Mittwoch, 31. Dezember 2014

Sprache ist das einzigste wo wir haben.

Deshalb müssen wir damit umgehen, als handele es sich um einen unwiederbringlichen Schatz. Ich glaube nicht mehr an die Echtheit einer Person, wenn sie systematisch umso - umso sagt, statt je - desto. Auch die Wellness bringt es an den Tag. Und das Highlight. Und gerade um die Weihnachtszeit fühlen wir mehr und mehr like fucking stupid idiots. Wir brechen sprachlich aus einem Gehege aus, bedienen uns schlecht verstandener Formeln, die wir mit Hilfe der Medien übernehmen. Unsere Sprache wird jeden Tag primitiver. Alles wird Mega, Super, einmalig. Kälte wird automatisch zur Eiseskälte. Regen zu Starkregen, der Stau zum Superstau. Gut aufgestellt sein ist wichtig und Daslandvoranbringen auch.

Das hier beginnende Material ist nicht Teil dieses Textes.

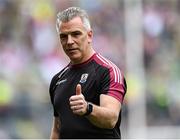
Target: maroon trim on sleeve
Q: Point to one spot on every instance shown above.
(116, 88)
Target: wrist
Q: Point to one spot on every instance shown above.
(89, 109)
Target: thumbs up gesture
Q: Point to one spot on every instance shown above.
(78, 89)
(77, 102)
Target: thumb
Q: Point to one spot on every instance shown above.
(78, 89)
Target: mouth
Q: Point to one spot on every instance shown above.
(71, 50)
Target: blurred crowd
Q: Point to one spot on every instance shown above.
(30, 54)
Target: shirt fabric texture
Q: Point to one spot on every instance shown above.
(97, 76)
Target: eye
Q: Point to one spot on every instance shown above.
(63, 36)
(76, 33)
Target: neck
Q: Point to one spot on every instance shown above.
(88, 55)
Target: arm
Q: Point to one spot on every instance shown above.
(55, 128)
(106, 115)
(103, 116)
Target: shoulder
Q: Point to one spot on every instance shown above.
(56, 77)
(114, 72)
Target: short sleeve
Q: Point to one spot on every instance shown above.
(51, 92)
(113, 83)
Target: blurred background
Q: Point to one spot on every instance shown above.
(142, 37)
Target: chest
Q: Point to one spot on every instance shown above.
(66, 87)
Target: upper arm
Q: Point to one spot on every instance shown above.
(110, 103)
(55, 128)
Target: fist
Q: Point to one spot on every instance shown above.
(77, 102)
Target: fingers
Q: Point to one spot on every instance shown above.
(78, 89)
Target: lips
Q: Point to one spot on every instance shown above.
(71, 50)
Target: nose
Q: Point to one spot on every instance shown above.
(69, 39)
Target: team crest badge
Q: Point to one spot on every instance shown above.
(84, 78)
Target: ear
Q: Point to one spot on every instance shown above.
(90, 36)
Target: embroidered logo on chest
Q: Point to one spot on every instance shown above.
(84, 78)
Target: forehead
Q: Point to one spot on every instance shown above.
(74, 24)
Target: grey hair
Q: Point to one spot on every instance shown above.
(69, 14)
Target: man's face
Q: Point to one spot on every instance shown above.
(75, 40)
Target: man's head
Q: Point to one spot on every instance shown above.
(71, 13)
(75, 34)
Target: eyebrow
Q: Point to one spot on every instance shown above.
(65, 33)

Die Russen versuchen jetzt, das weitere Eindringen von Anglizismen zu verhindern, indem sie sich der eigenen Sprache entsinnen wollen. Das kann nur schiefgehen, denn reine Propaganda bzw. Lüge ist schon längst wieder die Währung in der bezahlt wird. Ob auf Englisch oder Russisch: wo ist der Unterschied? Es ist zu spät. Jahrelang haben sich die Sprachmacher, etwa in Frankreich, bemüht, den franglenglischen Tsunami aufzuhalten. Ja, man war sogar stolz darauf, Englisch so auszusprechen, wenn überhaupt, als würde man Erbrochenes weitergeben. Sehr patriotisch, aber auch hilf- und hoffnungslos, denn eine Fremdsprache ist keine Waffe, sondern ein nützliches Werkzeug, das, wenn überhaupt, nur gekonnt genutzt werden sollte.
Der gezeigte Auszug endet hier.